Why was RMSE chosen which is very unstable on data with many outliers? If you want to detect emissions more stably, the metric should be a log scale or some type of scale operation.
For example if you super accurate predict 49999 steps but missed once with outlier by 100 your score RMSE: (100**2 / 50000)**0.5 = 0.447. Huge influence by one single value.
+1, I also agree with you, this score seems weird seeing that in the benchmark post they explicitely say that there are outliers.
A better score would be median absolute error or at least mean absolute error or a median squared error if we are really interested in the mean, all these solutions would be more robust, I think the median bit is even better than log-scale (at least it is mathematically speaking).
One of the reason for this score I think is that it is very often used in the context of regression but apart from that I would also vote for a more robust score considering the nature of the problem (there are outliers in the test set).

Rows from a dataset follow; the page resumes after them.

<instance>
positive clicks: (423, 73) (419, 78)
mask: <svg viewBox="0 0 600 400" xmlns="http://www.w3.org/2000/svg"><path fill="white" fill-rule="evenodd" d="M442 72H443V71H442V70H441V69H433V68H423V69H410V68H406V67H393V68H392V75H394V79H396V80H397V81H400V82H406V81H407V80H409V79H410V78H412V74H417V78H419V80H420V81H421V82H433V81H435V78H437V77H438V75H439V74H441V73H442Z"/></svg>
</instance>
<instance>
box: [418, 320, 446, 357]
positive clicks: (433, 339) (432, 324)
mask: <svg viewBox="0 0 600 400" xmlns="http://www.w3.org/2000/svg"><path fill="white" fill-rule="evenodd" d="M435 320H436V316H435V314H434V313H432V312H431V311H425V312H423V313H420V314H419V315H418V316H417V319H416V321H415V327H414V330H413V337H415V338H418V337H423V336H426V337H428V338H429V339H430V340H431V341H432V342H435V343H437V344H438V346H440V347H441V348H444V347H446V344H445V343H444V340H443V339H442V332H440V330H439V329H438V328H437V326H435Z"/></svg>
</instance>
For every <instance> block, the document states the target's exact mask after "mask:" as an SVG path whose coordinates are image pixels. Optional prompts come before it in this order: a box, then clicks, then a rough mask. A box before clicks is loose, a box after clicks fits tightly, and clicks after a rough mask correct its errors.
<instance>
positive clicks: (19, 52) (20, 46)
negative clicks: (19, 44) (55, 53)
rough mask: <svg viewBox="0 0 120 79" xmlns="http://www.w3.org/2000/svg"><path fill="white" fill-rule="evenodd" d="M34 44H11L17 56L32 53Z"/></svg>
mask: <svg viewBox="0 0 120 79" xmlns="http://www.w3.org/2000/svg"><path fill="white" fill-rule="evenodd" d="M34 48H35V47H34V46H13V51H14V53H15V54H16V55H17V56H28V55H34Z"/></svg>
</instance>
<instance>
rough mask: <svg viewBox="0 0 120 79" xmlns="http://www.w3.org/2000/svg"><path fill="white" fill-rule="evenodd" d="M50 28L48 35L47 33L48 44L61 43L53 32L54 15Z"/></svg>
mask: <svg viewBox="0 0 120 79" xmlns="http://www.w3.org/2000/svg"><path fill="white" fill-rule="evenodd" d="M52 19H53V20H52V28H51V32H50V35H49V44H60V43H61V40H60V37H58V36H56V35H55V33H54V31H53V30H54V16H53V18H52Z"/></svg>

You raised a great point. Most of the time, Dst fluctuates in the range +10 to -30 nT. The energetic solar-events that produce large (< -100 nT) negative deflections in Dst are rare, but they are important to be modeled accurately. They adversely and severely affect the magnetic referencing. These large, negative deflections are not “outliers” and they usually last several hours. However, the input solar-wind data (RTSW) does have some outliers, owing to the sensor malfunctions & outages. We use RMSE for two reasons. First is that we want to make sure that the model is also sensitive to the rare, large events. Secondly, RMSE is widely used in the geophysics scientific literature, so it is useful for comparison with a model published in the past. Thanks for your question and good luck.